In contrast to Exsanguinate, Descent into Madness has fantastic art. The victims on the stairs are suitably non-descript, though it is fairly easy to see they are in distress, and the stairs themselves are evocative of a horrible dark maw expanding to consume them. It does not even have to be as abstract as Mike Kerr’s Jokulhaups or Inferno for it to be pleasing. What’s going on in this painting that appeals to me? The stairs are a mouth and not a mouth. The angle of the point of view is steep, evoking a slippery feeling of doom. The people are vague enough to be anybody. When I look at Descent into Madness, I think “This is how we could all be screwed when I play this card”. When I look at Exsanguinate, I think “This one time, a person stabbed another person.” Even if you take Exsanguinate to be low-hanging fruit, one could just as easily apply the same analysis to Alpha Brawl, Burn at the Stake, or Praetor’s Counsel. The new cards often relay highly realistic scenes, rather than transmitting an abstract idea.
(A side note, I don’t hate Carl Critchlow generally; the judge promo Wasteland is one of my favourite pieces of art for lands. I just think Exsanguinate is a low point in an otherwise prolific and pleasing set of art.)
So far, I’ve talked a lot about the depictions of victims and how the style of art evokes feelings. I want to stress that the cards for which these features are compelling are typically limited to the non-creature and non-artifact realm. If it’s a critter (unless we’re talking about Roiling Horror, who is supposed to be kind of a mess) or an object, I’m probably going to want to know what kind of creature it is. This is often where the older art fails. What, exactly, is going on with Musician?

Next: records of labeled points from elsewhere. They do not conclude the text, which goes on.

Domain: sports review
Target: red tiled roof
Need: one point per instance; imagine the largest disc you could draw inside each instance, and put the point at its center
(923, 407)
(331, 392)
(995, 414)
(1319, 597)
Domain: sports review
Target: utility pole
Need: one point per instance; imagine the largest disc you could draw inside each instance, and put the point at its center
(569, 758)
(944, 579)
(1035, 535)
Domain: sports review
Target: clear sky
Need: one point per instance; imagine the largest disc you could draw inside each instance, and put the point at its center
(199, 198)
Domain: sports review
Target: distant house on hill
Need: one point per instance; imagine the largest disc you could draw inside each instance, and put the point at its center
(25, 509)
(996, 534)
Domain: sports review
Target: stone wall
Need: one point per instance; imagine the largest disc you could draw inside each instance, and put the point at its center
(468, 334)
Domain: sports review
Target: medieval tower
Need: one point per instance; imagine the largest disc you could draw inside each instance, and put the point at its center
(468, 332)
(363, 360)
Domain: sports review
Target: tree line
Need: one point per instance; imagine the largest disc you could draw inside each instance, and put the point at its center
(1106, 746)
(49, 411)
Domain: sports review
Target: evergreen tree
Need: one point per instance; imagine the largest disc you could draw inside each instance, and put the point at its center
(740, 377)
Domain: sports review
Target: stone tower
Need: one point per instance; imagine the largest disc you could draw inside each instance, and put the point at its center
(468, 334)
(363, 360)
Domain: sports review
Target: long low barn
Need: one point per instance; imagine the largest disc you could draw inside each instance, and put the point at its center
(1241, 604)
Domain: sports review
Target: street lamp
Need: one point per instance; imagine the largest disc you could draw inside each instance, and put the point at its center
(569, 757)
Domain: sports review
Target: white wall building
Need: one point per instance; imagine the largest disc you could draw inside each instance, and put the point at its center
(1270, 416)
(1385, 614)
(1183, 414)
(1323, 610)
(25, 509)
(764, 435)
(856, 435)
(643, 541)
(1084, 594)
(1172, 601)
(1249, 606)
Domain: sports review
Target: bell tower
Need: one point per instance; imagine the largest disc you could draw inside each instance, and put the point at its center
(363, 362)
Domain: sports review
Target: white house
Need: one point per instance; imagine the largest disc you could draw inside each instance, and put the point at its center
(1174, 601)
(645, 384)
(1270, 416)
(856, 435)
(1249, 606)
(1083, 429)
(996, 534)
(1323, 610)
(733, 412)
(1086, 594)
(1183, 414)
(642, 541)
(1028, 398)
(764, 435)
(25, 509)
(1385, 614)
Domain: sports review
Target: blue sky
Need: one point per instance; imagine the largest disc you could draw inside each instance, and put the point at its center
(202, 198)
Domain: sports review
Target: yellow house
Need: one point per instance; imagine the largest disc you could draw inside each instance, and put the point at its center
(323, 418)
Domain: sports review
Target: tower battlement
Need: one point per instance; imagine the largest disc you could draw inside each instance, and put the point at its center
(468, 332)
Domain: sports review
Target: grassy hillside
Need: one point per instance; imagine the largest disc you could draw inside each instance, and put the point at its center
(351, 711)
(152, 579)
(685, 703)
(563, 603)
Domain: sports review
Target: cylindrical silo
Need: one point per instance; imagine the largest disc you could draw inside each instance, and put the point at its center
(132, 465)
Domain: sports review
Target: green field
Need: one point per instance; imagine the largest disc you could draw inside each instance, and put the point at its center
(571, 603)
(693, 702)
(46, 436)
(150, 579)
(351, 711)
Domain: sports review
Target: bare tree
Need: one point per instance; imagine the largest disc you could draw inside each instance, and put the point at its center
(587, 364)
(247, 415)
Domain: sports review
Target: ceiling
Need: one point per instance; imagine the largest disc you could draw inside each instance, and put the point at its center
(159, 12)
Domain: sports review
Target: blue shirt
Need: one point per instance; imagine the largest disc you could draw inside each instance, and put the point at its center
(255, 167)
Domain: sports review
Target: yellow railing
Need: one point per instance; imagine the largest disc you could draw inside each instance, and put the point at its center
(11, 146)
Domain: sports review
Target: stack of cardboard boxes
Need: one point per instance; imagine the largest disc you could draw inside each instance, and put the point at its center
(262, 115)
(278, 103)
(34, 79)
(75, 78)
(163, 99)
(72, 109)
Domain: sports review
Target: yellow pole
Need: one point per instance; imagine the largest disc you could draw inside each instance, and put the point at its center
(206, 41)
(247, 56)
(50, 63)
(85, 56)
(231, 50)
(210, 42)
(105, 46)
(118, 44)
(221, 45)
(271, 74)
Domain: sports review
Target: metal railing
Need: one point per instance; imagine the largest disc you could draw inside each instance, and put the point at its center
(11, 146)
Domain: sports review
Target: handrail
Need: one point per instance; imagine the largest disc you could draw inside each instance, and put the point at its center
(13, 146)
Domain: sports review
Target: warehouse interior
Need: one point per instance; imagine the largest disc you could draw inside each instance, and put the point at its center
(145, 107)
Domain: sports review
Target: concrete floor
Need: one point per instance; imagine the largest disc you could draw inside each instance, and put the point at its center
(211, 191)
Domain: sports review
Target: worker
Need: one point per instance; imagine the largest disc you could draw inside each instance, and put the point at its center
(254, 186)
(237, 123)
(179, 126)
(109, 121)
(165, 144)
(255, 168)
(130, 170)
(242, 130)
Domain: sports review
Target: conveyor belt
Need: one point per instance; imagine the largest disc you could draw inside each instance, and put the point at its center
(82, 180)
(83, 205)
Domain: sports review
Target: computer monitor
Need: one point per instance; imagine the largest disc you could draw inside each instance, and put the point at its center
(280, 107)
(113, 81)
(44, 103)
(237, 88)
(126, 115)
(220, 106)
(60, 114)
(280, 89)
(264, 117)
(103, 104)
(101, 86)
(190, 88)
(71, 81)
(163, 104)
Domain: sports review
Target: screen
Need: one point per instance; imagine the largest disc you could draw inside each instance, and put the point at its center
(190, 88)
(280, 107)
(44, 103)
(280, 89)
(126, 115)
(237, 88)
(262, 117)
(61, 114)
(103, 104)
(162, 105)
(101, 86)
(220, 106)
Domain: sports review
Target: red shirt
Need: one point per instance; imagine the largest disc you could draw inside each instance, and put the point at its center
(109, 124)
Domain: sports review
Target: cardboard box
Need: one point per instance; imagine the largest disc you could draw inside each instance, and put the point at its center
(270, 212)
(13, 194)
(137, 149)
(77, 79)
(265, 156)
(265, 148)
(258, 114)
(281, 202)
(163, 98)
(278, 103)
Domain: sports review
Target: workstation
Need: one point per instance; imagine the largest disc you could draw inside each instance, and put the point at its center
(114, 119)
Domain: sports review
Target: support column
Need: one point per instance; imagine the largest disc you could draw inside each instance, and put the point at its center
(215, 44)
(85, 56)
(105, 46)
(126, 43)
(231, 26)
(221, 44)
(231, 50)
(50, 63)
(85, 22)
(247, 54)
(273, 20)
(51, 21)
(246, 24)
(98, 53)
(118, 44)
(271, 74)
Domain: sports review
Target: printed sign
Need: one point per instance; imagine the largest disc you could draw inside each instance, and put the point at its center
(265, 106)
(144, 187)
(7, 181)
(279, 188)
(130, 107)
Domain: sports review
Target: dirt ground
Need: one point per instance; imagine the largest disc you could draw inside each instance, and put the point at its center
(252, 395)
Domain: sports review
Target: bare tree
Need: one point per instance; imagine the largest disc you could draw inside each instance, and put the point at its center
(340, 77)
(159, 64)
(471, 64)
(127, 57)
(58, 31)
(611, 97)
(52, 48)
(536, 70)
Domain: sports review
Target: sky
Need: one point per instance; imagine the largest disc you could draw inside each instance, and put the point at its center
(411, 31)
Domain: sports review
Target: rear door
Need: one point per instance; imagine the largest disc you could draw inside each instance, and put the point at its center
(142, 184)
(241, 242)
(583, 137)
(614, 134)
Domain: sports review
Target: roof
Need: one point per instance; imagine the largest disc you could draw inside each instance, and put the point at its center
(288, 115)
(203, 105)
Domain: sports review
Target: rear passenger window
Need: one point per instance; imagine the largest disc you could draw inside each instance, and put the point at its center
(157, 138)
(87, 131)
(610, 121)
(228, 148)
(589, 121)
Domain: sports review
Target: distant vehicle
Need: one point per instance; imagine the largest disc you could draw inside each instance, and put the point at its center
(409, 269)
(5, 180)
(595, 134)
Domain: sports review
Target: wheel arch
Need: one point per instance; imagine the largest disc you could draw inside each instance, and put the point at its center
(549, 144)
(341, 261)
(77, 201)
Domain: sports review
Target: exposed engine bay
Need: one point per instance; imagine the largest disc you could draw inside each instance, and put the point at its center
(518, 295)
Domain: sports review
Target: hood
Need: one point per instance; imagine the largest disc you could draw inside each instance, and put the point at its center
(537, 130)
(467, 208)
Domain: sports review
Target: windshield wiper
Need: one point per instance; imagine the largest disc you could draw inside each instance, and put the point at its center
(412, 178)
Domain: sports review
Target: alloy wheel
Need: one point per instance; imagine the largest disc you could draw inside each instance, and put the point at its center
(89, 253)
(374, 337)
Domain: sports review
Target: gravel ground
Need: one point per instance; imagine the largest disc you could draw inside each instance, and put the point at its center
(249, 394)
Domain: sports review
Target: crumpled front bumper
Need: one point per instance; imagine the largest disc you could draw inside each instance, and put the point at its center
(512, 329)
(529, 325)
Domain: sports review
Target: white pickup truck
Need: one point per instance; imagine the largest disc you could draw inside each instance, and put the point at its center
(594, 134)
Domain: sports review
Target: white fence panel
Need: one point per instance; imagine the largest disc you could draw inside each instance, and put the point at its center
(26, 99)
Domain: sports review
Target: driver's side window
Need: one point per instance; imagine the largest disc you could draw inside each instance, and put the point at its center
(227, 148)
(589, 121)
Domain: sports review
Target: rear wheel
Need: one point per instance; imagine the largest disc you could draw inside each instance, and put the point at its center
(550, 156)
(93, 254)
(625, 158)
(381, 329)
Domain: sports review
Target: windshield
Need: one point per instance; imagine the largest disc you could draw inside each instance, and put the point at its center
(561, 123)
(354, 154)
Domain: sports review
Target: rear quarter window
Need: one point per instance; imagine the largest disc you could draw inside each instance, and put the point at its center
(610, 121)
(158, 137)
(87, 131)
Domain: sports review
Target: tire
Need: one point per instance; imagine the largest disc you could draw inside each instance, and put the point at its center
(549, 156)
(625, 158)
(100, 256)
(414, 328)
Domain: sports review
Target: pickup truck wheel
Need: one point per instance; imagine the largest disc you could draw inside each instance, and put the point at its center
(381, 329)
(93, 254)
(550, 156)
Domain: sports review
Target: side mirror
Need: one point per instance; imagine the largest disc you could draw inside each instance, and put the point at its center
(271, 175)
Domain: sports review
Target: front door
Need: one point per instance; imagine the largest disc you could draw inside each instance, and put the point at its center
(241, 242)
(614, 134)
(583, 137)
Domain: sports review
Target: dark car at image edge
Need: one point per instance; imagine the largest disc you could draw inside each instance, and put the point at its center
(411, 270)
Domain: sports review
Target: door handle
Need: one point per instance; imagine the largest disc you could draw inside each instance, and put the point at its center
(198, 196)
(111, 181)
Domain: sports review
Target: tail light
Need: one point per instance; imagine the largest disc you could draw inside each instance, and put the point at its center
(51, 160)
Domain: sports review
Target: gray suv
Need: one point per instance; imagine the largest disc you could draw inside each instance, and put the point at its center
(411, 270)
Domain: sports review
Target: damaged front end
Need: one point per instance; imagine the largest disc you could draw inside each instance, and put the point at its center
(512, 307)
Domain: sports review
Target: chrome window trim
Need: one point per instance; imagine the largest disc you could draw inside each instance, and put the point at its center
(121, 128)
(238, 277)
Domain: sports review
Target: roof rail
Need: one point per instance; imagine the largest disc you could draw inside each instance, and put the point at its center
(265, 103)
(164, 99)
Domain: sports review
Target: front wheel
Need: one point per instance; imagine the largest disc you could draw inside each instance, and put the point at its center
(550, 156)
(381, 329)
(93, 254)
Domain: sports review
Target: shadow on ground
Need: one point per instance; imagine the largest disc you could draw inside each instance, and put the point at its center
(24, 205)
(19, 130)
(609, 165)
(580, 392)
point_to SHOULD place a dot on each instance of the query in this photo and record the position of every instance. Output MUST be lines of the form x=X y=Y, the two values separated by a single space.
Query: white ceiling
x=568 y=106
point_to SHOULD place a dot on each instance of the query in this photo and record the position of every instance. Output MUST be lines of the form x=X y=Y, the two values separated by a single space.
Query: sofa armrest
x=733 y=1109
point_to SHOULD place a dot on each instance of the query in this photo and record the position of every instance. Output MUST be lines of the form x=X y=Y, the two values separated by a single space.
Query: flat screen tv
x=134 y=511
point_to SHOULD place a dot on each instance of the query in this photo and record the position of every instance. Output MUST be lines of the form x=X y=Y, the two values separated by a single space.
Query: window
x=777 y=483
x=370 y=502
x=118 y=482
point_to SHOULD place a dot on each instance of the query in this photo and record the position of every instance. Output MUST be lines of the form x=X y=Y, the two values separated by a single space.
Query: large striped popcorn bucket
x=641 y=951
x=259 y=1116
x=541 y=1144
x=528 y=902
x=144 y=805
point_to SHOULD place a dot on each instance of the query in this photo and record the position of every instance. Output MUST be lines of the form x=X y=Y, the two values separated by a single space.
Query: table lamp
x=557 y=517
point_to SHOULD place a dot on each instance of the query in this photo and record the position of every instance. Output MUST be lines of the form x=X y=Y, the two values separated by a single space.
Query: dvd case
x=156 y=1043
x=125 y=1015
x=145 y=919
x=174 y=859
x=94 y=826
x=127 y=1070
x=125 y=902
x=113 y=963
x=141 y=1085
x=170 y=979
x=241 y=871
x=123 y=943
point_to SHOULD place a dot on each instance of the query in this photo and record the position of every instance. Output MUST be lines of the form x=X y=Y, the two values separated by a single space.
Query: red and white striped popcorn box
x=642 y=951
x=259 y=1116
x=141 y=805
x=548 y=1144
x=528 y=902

The idea that I want to represent is one of abstraction for sorceries, instants and enchantments. When I draw a Stasis, it feels like I drew a spell, instead of a scene. Spells that probably would be in books, or on scrolls in my library. By making the art on cards scenes, it gives an inherent weakness to the feeling of the spell: in our imaginations, it shows exactly what will happen when you cast the spell, while an older piece of art, like Pox, requires us to imagine how things are. Forget that Stasis is derided as one of the worst pieces of Magic art, and that it is the only art by Fay Jones in the entire history of Magic. Just for a moment, immerse yourself in the idea that Stasis’ art is an unspecific representation of time stopping. Imagine, then, how it could be represented with modern art guidelines, where everything is a hyper-realistic frame of time. In this particular case, I wonder if the spell’s effect could be even reasonably represented without a high level of abstraction, such as in the original art. I would rather have tarot-like art on cards before realistic detailed scenes. It is the abstraction in art that prompts imagination, and puts magic in Magic.